Thats right. A stick. On my walk to work through our neighborhood in Chicago I had a spark of inspiration an carried a stick back home.
From there I began toying with the idea of making something three dimensional but not too serious...just a silly playful something. So a year and a cross-state-lines move later the stick, still in tact although now bound to another stick of inspiration lay unfinished and challenging. 

Now, that project was finished a mere three weeks before my baby came. That is well after the months before when I decided it must be something for her room. True to form, I managed to tie up the loose ends with moments to spare.

I have since been blessed with many new ideas for similar projects, and have made another, albeit much smaller one. I love these little things and hopefully my baby does too!!


Yay!! She does:)

Monday, January 23, 2012

B. The story of an alliteration.

Beautiful blueberries, bananas, and blackberries, frozen and pureed with juice and greens. Topped with raw honey and sliced bananas. Served in a bowl. Yum <3

The honey gets firm and gooey when its on the frozen berries...such a nice way to start the day!!

Sunday, January 22, 2012

Maiden Blogging Voyage: Vol. 2

Hello, after a long hiatus! Wow. What a struggle Blogspot. After neglecting my blogging since my third post ten months ago...sad I know, I attempted this evening with much enthusiasm to reinstate the blogging conviction. Apparently, after much trouble finding and not much shooting, I was told at google blogs/help that my sad little blog had been dubbed a false positive in their automated spam seeking mechanism. So. The blog formerly known as "Poppies In Her Hand"by me is now, get ready: "Poppies In Her Hands" by me:)

Fast forward ten months- I've missed many an opportunity to write about all the amazing adventures I've had, at least here anyway...but with renewed vigor, you shall hear of an undoubted plethora of new goings-on from me and my lovely little family! I am now the proud Mother Hen of a little Chicken named Violet...what an indescribably beautiful life-changer that is. Also, I am due to graduate in March with a Yoga Alliance Certificate that will allow me to fulfill my dream of spreading the wealth of yoga knowledge and acquiring at least the much more. I could not be more excited for what is right now, and what is to come. Here's to a new year, with oh so many possibilities for health, happiness and growth.

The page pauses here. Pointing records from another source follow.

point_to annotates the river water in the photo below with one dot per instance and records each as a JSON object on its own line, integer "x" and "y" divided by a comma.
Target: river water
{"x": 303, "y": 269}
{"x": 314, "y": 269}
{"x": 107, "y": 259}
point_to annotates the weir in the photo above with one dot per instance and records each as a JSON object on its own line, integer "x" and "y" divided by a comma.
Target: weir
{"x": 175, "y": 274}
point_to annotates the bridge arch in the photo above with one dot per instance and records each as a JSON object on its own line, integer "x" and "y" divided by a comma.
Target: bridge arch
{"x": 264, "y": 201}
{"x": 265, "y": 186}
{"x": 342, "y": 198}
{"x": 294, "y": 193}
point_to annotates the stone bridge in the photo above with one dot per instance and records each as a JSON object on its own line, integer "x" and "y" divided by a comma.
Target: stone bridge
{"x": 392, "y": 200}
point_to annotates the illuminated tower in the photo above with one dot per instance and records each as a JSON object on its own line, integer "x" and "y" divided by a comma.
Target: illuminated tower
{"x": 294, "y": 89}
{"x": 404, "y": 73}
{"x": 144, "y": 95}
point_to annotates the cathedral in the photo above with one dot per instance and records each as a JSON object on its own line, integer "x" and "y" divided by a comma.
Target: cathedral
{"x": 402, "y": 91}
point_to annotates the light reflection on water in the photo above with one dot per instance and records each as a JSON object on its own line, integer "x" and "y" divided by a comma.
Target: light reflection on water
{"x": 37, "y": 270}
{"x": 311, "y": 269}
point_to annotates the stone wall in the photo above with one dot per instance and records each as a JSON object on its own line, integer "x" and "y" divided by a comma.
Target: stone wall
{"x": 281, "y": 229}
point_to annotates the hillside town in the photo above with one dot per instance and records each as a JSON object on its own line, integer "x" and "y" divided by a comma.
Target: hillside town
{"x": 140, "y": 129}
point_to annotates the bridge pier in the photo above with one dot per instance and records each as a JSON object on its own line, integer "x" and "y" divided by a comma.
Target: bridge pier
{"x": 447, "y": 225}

Remembering the first blog...oh how things have changed:)

The maiden blogging voyage...

I always think I'd like to start small. Baby steps as the cliche goes.
Every baby step I take seems to be through another open door to a new adventure. I'm getting the message that maybe my life shouldn't fit a mold, shouldn't be so calculated, or so controlled. Maybe it should be carefully navigated, but completely honest, entirely embraced and inoculated with all the joy and pain I stumble upon.

I start a new journey everyday, and so far it has taught me that nothing can be expected or foretold, but only gracefully endured, confronted, embraced, or abandoned.
I think now that I want it all. Whether the beginning is small, timid, and scant, or boisterous, rowdy, and intimidating, I'll take it all.

The shining irony here is that after a whirlwind of two beautiful years, I've done anything but live timidly, and after this spring I will start small, with a tiny, fragile human that has already become the biggest thing in my life. A true testament, as it were, to the love I've known in my short life. I can't wait for the day we meet our little creation, our little 'us'.